Die Gänse machen sich über die Getreidefelder her

Der Gänsekot findet sich allerdings nicht nur auf den Wiesen am Probstsee, sondern auch auf den Wegen. Das missfällt dem einen oder anderen Spaziergänger. Die Abfallwirtschaft Stuttgart (AWS) reinigt die befestigten Wege im Bereich des Probstsees maschinell in einem sechswöchigen Turnus, erklärt Ann-Katrin Keicher. „Wegen der mittlerweile angestiegen Zahl der Gänse werden wir bei Bedarf vorübergehend öfter reinigen.“ Allerdings können lediglich die befestigten Wege maschinell gereinigt werden.
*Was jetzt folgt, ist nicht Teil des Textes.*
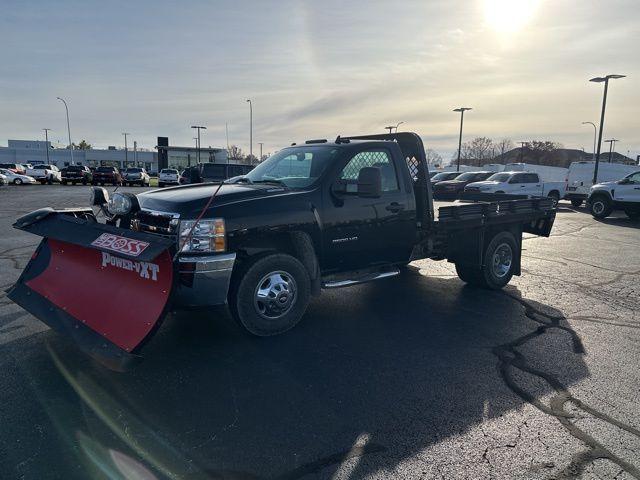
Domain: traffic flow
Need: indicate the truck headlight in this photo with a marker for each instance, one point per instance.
(207, 236)
(122, 204)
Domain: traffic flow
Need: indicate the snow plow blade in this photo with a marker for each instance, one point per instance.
(107, 288)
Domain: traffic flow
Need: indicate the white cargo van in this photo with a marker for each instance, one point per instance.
(581, 178)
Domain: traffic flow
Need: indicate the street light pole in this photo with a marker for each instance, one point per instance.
(250, 127)
(594, 137)
(126, 150)
(46, 142)
(604, 104)
(68, 127)
(461, 110)
(612, 143)
(198, 127)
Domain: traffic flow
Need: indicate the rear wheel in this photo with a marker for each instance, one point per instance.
(499, 264)
(600, 207)
(633, 214)
(269, 295)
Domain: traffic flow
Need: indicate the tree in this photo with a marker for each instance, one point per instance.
(503, 146)
(433, 157)
(83, 145)
(477, 151)
(235, 153)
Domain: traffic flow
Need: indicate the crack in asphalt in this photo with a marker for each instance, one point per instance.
(509, 357)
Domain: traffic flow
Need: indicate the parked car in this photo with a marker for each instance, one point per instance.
(104, 175)
(76, 174)
(213, 172)
(451, 189)
(14, 167)
(16, 178)
(312, 216)
(623, 194)
(443, 176)
(519, 183)
(44, 173)
(136, 176)
(580, 178)
(168, 176)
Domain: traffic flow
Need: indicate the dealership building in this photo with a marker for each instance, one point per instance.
(35, 152)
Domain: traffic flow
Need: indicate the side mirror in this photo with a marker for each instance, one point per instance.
(370, 182)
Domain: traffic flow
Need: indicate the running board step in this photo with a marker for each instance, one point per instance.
(347, 282)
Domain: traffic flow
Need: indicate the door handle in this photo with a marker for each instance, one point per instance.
(395, 207)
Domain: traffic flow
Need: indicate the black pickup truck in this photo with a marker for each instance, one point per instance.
(312, 216)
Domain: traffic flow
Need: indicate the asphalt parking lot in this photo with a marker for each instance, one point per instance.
(411, 377)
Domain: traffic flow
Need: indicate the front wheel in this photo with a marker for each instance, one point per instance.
(269, 295)
(600, 207)
(499, 264)
(555, 198)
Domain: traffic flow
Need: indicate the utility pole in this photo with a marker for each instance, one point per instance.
(198, 127)
(126, 150)
(68, 127)
(46, 141)
(604, 79)
(612, 143)
(250, 127)
(461, 110)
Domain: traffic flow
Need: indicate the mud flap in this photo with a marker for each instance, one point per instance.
(100, 294)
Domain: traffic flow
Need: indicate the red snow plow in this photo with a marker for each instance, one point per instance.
(108, 288)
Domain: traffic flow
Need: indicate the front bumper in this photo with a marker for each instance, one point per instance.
(204, 280)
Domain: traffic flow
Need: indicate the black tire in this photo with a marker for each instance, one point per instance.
(499, 263)
(555, 196)
(633, 214)
(261, 318)
(600, 207)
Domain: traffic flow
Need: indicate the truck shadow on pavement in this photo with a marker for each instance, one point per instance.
(374, 374)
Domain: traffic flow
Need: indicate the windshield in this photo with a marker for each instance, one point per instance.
(445, 176)
(296, 167)
(499, 177)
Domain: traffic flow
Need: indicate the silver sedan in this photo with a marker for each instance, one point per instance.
(16, 178)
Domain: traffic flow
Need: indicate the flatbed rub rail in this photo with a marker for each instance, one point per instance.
(508, 211)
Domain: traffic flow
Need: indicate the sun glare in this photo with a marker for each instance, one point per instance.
(509, 15)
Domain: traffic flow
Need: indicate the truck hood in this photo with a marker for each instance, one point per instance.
(484, 183)
(189, 200)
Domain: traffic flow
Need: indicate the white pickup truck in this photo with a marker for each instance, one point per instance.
(45, 173)
(623, 194)
(519, 183)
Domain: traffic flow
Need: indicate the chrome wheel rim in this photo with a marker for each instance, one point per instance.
(502, 259)
(598, 207)
(275, 295)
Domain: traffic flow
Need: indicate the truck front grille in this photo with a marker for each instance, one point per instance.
(162, 223)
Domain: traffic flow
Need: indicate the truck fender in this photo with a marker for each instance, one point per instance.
(306, 253)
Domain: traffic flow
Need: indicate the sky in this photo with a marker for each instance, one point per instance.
(316, 69)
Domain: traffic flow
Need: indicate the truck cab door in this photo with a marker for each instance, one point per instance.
(360, 232)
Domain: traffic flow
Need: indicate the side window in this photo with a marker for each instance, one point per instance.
(635, 178)
(370, 158)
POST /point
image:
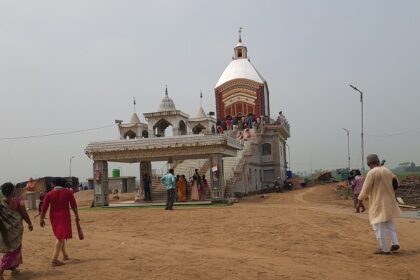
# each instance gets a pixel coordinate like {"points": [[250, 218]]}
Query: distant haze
{"points": [[74, 65]]}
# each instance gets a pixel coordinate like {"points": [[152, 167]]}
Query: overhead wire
{"points": [[55, 133]]}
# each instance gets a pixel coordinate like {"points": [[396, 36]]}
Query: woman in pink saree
{"points": [[194, 190], [12, 211]]}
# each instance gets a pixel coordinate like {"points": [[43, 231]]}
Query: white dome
{"points": [[135, 119], [201, 114], [240, 69], [167, 104]]}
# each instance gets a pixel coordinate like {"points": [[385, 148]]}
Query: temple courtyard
{"points": [[303, 234]]}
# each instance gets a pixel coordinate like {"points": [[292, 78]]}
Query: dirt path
{"points": [[303, 234]]}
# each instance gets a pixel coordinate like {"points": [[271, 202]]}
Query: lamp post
{"points": [[71, 158], [288, 150], [348, 144], [363, 149]]}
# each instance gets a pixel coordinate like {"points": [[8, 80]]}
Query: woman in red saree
{"points": [[181, 186], [194, 190], [59, 199], [12, 211], [204, 188]]}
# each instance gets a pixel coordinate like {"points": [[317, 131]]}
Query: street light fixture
{"points": [[348, 144], [288, 150], [363, 149], [71, 158]]}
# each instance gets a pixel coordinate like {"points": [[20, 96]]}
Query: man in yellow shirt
{"points": [[383, 207]]}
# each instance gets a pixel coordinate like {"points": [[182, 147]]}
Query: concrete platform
{"points": [[157, 203]]}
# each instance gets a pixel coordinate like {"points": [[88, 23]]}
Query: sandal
{"points": [[56, 263], [394, 248], [380, 252]]}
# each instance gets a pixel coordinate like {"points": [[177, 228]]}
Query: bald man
{"points": [[383, 207]]}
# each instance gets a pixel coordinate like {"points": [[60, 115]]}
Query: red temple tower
{"points": [[241, 90]]}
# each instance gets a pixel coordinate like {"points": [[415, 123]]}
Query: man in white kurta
{"points": [[383, 206]]}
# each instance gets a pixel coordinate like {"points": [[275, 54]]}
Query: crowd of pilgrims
{"points": [[247, 122], [196, 188]]}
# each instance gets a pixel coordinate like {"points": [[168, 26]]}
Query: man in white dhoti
{"points": [[383, 206]]}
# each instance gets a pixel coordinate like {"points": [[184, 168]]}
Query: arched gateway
{"points": [[145, 150]]}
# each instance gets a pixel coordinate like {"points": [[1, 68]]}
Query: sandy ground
{"points": [[303, 234]]}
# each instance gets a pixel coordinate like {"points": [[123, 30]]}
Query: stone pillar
{"points": [[217, 181], [100, 181], [145, 168]]}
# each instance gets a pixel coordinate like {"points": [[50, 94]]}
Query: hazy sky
{"points": [[74, 65]]}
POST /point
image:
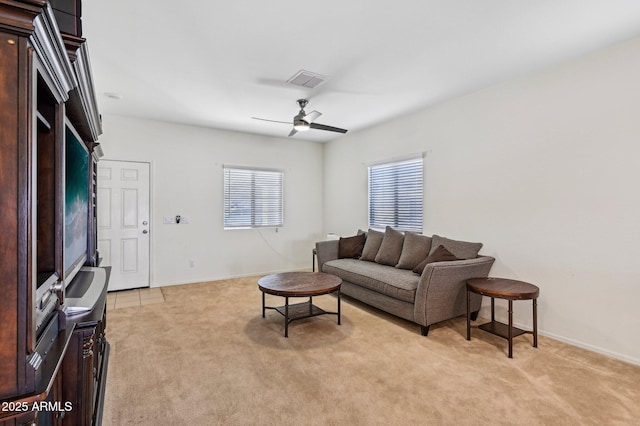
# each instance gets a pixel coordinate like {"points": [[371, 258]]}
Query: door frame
{"points": [[151, 213]]}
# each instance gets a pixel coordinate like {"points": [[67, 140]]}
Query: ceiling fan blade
{"points": [[272, 121], [312, 116], [325, 127]]}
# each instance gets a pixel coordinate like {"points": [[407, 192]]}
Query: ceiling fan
{"points": [[303, 121]]}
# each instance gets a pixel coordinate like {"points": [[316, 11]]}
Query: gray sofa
{"points": [[380, 273]]}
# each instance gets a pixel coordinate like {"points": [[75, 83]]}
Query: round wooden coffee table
{"points": [[510, 290], [299, 284]]}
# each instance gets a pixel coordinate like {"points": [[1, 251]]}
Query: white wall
{"points": [[545, 171], [187, 179]]}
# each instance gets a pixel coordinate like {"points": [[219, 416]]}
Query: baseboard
{"points": [[596, 349], [485, 314], [229, 277]]}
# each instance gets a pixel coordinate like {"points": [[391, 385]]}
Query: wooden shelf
{"points": [[500, 329]]}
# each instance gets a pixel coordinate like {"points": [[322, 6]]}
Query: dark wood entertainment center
{"points": [[53, 362]]}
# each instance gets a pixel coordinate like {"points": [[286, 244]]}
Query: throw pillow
{"points": [[440, 254], [391, 247], [372, 245], [351, 247], [416, 247], [461, 249]]}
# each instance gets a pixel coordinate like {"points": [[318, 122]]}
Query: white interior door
{"points": [[123, 222]]}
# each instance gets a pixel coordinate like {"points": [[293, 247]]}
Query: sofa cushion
{"points": [[391, 247], [371, 245], [460, 249], [440, 254], [416, 248], [351, 246], [399, 284]]}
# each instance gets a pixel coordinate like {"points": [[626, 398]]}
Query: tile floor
{"points": [[136, 297]]}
Auch auf den angrenzenden Feldern am Ebinger Weg ist der Einfluss der Gänse unübersehbar. Die Tiere machen sich vor allem über die Gerste her. „Wenn da zwei bis drei Ar fehlen, bedeutet das schon einen finanziellen Schaden“, sagt Landwirt Axel Brodbeck. Er hat die Hoffnung, dass das Getreide den Graugänsen bald buchstäblich über den Kopf wächst und sie sich deswegen andere Futterquellen suchen. Trotz allem sieht er die Situation relativ gelassen. „Das ist jetzt halt dieses Jahr so“, sagt Brodbeck. „Ich hoffe, dass wenn ich nächstes Jahr etwas anderes sähe, das den Gänsen weniger schmeckt.“

Zwar ließen sich die Tiere aufscheuchen, „aber ich kann nicht den ganzen Tag am Feld stehen und in die Hände klatschen“, sagt der Landwirt. Als zuständiger Jagdpächter dürfte Brodbeck die Graugänse in der Jagdzeit und unter bestimmten Einschränkungen schießen. Das will er aber nicht, nicht zuletzt, weil die Vögel viele Menschen erfreuen. Auch die Stadt sieht derzeit keinen Handlungsbedarf. Eine Umsiedlung der Tiere ist ebenso wenig geplant. Das sei laut Friederike Woog ohnehin schwierig. „Gänse sind sehr ortstreu und zumindest die Weibchen fliegen immer wieder an ihren Geburtsort zurück beziehungsweise zu ihren Nistplätzen“, sagt die Ornithologin.